Alice – What could possibly be controversial about Alice?  Most of us see her as a lovely and literary choice, suitable for a child, wearable for a district attorney.  But in Saudi ArabiaAlice is a foreign import, now banned, along with Maya, Linda, Lauren, and Elaine.  Take it as proof that any name can cause a ruckus.

Onni – Finnish names, with their extra vowels, can be downright surprising.  I’m captivated by the most popular name for Finnish boys born in 2013: Onni.  In the US, Onni might seem like a creative twist on Annie.  But in Finland, he’s an upbeat name meaning luck or fortune, Helsinki’s answer to Felix, Asher, and Noam.
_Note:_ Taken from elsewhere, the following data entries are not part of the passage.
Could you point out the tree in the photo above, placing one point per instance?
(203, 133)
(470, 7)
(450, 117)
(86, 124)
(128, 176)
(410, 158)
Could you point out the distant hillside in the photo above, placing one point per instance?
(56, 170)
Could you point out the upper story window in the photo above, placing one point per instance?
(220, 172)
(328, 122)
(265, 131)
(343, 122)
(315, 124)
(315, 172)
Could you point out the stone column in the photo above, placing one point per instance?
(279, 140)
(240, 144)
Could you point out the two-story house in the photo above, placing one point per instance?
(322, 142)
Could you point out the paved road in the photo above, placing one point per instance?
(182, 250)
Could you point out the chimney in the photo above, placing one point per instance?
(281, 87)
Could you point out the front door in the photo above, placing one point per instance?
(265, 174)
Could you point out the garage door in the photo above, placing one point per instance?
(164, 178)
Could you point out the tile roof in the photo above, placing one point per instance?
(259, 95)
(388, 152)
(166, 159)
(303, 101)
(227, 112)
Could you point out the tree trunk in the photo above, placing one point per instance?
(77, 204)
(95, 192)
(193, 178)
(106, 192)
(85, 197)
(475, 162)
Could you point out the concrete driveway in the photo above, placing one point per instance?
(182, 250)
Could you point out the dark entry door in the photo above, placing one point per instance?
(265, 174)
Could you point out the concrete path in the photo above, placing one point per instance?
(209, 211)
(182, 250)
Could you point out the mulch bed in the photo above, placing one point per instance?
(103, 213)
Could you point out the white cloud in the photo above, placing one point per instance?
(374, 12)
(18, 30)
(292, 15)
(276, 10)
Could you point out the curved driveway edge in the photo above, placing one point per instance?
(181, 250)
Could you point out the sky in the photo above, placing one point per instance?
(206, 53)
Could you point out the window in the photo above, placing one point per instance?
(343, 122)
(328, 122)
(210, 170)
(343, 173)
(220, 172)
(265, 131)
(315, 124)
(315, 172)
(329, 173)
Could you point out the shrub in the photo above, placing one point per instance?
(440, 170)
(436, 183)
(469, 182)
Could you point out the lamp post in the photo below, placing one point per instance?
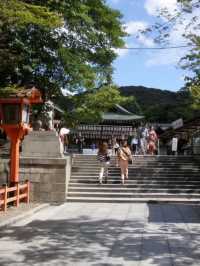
(14, 119)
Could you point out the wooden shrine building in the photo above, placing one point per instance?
(118, 123)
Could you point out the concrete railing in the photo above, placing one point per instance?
(49, 178)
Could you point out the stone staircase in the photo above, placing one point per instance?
(151, 178)
(4, 149)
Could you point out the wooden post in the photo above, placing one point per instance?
(14, 170)
(17, 194)
(28, 191)
(5, 198)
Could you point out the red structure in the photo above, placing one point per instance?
(14, 119)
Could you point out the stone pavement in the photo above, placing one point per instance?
(105, 234)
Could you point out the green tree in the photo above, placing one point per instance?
(58, 44)
(89, 107)
(191, 61)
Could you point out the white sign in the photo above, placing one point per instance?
(177, 123)
(174, 144)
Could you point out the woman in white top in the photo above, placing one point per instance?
(104, 158)
(124, 155)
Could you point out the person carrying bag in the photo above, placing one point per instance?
(124, 158)
(104, 159)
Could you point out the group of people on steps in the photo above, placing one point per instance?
(124, 156)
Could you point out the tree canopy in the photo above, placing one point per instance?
(58, 45)
(186, 15)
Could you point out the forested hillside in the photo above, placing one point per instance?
(159, 105)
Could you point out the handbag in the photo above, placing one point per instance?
(130, 161)
(107, 158)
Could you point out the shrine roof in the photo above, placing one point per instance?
(121, 117)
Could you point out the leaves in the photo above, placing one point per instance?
(58, 44)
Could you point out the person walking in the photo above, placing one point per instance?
(115, 148)
(152, 140)
(104, 158)
(124, 156)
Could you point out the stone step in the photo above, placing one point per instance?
(138, 182)
(151, 178)
(137, 166)
(133, 200)
(133, 195)
(110, 185)
(139, 171)
(135, 176)
(127, 190)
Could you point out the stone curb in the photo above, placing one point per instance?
(28, 213)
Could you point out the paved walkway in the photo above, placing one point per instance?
(105, 234)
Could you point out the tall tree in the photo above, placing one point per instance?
(186, 15)
(58, 44)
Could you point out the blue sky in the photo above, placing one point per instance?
(151, 68)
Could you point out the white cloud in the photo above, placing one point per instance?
(132, 27)
(121, 52)
(153, 7)
(176, 38)
(115, 1)
(165, 57)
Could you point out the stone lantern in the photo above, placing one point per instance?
(14, 120)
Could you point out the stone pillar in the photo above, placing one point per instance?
(49, 178)
(42, 144)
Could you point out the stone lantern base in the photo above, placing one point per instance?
(42, 144)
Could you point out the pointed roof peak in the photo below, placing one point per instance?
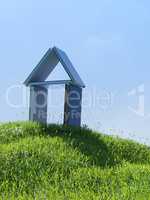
(47, 64)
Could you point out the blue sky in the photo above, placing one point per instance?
(108, 43)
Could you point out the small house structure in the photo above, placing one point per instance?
(39, 88)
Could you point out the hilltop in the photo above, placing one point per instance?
(66, 163)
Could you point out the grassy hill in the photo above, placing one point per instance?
(57, 162)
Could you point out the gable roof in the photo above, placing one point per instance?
(46, 65)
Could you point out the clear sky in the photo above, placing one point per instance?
(108, 43)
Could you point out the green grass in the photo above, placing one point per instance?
(65, 163)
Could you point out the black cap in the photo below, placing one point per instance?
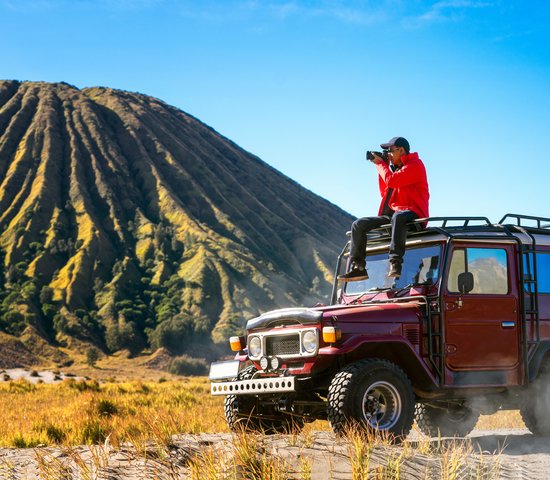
(397, 142)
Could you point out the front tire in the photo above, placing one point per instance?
(375, 393)
(447, 422)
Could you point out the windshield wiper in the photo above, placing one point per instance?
(375, 290)
(410, 285)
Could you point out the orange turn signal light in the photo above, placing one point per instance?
(237, 343)
(331, 334)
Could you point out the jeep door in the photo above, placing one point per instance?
(481, 318)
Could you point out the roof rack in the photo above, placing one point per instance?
(456, 226)
(538, 221)
(446, 225)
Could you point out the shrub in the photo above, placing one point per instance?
(186, 365)
(106, 408)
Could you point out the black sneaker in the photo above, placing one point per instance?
(354, 275)
(395, 270)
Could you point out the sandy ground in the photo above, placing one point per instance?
(522, 456)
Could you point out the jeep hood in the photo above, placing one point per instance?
(286, 316)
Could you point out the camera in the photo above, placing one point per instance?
(383, 155)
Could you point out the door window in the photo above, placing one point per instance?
(488, 266)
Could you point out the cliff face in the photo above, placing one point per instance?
(128, 222)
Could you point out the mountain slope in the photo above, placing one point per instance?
(127, 222)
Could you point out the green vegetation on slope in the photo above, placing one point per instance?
(126, 223)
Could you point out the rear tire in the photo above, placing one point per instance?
(446, 422)
(375, 393)
(241, 412)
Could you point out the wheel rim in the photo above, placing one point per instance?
(381, 405)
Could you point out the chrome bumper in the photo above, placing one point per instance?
(254, 387)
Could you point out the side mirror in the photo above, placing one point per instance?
(465, 282)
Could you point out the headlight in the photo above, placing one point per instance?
(254, 346)
(309, 341)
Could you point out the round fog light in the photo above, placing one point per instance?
(264, 363)
(275, 363)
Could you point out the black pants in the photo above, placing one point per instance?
(362, 226)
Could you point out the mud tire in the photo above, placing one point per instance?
(445, 422)
(241, 413)
(373, 393)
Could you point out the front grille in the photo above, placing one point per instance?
(283, 345)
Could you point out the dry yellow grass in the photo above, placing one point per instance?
(88, 412)
(74, 413)
(138, 413)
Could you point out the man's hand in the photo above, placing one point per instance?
(376, 159)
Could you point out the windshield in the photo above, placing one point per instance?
(420, 266)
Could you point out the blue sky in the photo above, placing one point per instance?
(308, 86)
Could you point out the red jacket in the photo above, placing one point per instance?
(410, 185)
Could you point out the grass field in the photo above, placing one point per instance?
(137, 413)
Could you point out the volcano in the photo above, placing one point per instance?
(128, 223)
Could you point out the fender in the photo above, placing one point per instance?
(392, 348)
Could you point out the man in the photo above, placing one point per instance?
(405, 196)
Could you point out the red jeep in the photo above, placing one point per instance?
(464, 331)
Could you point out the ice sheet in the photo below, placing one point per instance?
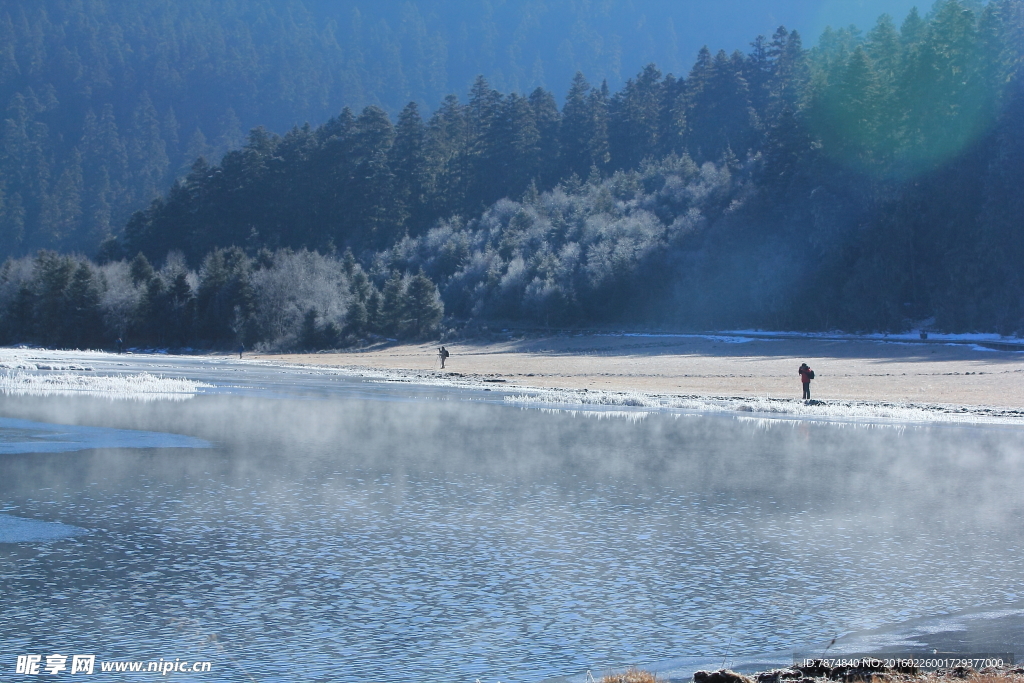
(27, 436)
(20, 529)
Ferelith – While we’re talking about imports, let’s take another look at one of the newest names to debut on Nameberry.  Ferelith has her roots in medieval Scotland and Ireland, and enjoyed the tiniest bit of a revival in the late nineteenth and early twentieth centuries.  She’s a daring possibility for parents after a heritage choice today, and would make a striking middle name.

Hadrien – Canadian politician Justin Trudeau welcomed a son named Hadrian a few weeks ago.  Except he wasn’t Hadrian.  A sleep-deprived Trudeau misspelled his new son’s name on Twitter.  Can you blame him?  Trudeau and wife Sophie are also parents to Xavier and Ella-Grace, so Hadrien joins a busy household indeed.  The French –ien spelling of the ancient name isn’t likely to catch on in the US, but English form Adrian ranks in the Top 100 here.

What do you think of this week’s news?  Do Windsor, Buzz, and Michelangelo go too far?  Are names like Onni and Ferelith wearable in the English-speaking world?